Leonardo’s anatomies were not designed to perform the same function as the legions of sober illustrations in Henry Gray’s Anatomy, Descriptive and Surgical. Leonardo’s representations, like those in the great anatomical picture books that followed, were elaborate exercises in natural philosophy, displaying the magnificence of god’s supreme creation, and the anatomist’s mastery of it, rather than directly serving the standard needs of practicing physicians or even of operational surgeons. The grand and lavishly illustrated books of anatomy, from Vesalius’s Fabrica (1543) onwards were not text books for general medical training but were aimed at patrons and wealthy academic and medical elites. The levels of knowledge of internal structures and functions displayed by Leonardo and Vesalius could not for the most part be directly exploited by medical techniques in the 16th century. Their demonstrations of the “fabric” of the body were directed towards quite another end than medical practice.

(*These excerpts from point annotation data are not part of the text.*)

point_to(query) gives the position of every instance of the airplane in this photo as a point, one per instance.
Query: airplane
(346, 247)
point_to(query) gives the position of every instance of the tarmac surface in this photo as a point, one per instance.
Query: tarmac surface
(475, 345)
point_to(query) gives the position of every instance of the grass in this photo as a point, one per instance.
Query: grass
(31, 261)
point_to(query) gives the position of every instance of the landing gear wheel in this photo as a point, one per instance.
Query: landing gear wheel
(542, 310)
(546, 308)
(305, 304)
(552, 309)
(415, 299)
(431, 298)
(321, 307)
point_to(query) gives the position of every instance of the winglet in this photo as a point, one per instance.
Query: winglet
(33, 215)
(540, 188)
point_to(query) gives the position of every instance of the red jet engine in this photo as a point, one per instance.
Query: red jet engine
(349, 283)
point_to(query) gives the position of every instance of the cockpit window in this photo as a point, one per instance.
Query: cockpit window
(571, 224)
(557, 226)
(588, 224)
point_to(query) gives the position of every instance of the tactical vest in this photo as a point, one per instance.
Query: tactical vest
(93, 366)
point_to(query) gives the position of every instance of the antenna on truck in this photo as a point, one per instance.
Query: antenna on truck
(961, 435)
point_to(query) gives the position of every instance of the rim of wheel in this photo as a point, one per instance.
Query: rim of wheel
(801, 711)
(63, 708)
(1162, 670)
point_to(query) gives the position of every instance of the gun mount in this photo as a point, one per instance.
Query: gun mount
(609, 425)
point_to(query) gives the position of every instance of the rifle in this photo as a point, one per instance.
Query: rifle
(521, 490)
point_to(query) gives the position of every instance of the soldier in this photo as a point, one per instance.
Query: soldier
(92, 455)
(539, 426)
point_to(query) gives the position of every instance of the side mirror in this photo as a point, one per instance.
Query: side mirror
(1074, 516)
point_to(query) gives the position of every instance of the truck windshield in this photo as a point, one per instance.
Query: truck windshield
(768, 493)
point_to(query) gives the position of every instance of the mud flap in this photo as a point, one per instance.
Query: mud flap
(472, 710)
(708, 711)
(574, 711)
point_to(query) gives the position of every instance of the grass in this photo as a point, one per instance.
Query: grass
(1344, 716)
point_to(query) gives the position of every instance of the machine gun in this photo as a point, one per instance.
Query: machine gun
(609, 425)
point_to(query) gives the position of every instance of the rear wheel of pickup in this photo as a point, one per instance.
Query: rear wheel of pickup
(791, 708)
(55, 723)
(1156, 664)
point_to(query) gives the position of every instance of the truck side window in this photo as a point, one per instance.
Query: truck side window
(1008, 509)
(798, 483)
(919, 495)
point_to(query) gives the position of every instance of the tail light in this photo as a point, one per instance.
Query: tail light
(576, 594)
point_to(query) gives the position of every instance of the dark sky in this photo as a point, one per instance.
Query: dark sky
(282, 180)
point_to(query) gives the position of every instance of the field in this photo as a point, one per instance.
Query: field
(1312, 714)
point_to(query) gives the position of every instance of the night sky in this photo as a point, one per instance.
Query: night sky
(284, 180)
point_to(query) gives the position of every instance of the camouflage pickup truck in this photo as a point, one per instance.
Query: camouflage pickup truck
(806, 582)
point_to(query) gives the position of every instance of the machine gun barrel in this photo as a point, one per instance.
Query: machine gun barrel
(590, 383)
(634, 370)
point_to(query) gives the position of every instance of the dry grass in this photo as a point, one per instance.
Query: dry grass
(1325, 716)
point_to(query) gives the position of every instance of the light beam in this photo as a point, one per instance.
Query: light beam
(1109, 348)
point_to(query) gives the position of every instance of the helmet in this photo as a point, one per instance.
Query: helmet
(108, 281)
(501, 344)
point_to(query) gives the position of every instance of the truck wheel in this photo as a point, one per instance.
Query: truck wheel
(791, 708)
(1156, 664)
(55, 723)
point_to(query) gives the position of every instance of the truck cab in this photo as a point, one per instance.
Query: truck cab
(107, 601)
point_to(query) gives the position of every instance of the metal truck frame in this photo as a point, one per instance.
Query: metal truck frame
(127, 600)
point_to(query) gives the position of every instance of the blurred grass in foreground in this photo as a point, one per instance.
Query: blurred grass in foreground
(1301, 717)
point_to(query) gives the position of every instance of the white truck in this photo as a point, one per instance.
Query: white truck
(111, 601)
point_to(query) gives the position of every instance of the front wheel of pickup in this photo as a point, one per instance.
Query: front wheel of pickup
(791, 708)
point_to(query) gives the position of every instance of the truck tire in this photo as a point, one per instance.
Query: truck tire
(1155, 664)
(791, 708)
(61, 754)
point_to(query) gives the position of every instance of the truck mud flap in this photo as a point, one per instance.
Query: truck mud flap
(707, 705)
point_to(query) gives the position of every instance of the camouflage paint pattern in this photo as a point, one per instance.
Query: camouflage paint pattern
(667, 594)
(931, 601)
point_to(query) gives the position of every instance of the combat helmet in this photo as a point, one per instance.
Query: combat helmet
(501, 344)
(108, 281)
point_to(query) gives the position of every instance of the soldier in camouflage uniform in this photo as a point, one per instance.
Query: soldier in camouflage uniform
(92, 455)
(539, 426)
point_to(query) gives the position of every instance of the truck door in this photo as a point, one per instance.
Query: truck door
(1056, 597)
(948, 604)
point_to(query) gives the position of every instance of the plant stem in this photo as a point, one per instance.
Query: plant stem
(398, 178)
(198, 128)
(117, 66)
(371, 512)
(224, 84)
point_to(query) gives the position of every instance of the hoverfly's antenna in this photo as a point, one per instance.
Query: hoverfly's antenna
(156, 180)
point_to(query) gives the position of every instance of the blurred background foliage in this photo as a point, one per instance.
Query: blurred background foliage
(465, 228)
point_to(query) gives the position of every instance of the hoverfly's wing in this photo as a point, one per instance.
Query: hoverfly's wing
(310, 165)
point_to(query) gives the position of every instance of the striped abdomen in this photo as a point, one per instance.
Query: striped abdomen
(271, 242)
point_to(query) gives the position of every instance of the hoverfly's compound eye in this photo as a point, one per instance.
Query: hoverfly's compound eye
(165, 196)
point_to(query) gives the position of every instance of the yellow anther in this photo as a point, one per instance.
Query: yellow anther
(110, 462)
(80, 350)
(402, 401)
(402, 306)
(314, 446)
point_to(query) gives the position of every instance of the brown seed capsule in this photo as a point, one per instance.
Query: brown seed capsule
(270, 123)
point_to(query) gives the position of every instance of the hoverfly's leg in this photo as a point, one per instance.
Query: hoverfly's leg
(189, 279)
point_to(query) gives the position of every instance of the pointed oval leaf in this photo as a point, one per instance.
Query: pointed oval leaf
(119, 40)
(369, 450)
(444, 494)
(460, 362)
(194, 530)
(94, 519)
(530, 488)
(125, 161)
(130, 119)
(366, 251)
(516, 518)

It is of course of interest and relevance to Leonardo’s own aspirations to see what he “got right” and what he “got wrong”. We can better understand Leonardo’s studies when we know what he was looking at and how his kind of looking and representation resulted in the drawings and notes that have survived. But if our modern judgements of rightness and wrongness steer the system of values though which he look at his drawings, we are misunderstanding both the magnificent totality of his vision (in and beyond anatomy) and the historical context in which it was vibrant.
A good example of how we may approach Leonardo through contemporary medical eyes without asserting that such eyes present us with the way to understand his science is in Francis Well’s recent book, The Heart of Leonardo. In my preface to his book I wrote that:
Every drawing by Leonardo is simultaneously act of analysis as well as description. He cannot draw a form without intuitions about its function. To ascertain how a form works – with no deficiency or redundancy – he brings his knowledge of dynamics to bear on his accounts of structures in motion. He knows about weights, levers and pulleys, which he can apply to the functioning of the body. The skeleton and muscles serve as a compound machine, the mathematical trajectory of which enables humans to move their limbs with complete freedom in space – across what he calls a “continuous quality”. The complex motion of fluids, above all water, to which he devoted minute and exhaustive attention, becomes vital to his reading of the actions of the heart valves, which he shows to be miracles of geometrical engineering. He cannot see what blood does in the valves, but he can transfer his knowledge of water vortices. He is a natural bio-engineer. Indeed, his plan to make a glass model of the neck of an aorta to test his notion of the internal currents of blood is entirely novel. He is determined to invent means to determine the “impetus” and “percussion” of the surging torrents of blood, even if he cannot see them first-hand within the heart.
We do not have to validate Leonardo’s science in terms of contemporary knowledge, nor do we have to evaluate it by adducing its influence on the history of medicine. His visions of the human body and the body of the earth possess a beauty of insight that are uplifting in their own right, to no lesser degree than his works of art. And they stand as an enduring monument to an unconstrained quest for understanding across disciplines. However, it is thrilling to find that he can still conduct a creative dialogue with a major heart surgeon over the span of 500 years. Francis Wells brings his clinical eye to bear upon drawings we have long admired, and points out major features that we little understood and telling details that we had entirely missed. He shows that no organ had ever been subjected to such remorseless visual enquiry and functional interrogation as Leonardo devoted to the heart.”
I am sorry that I mentioned bio-engineering. But most of if seems OK.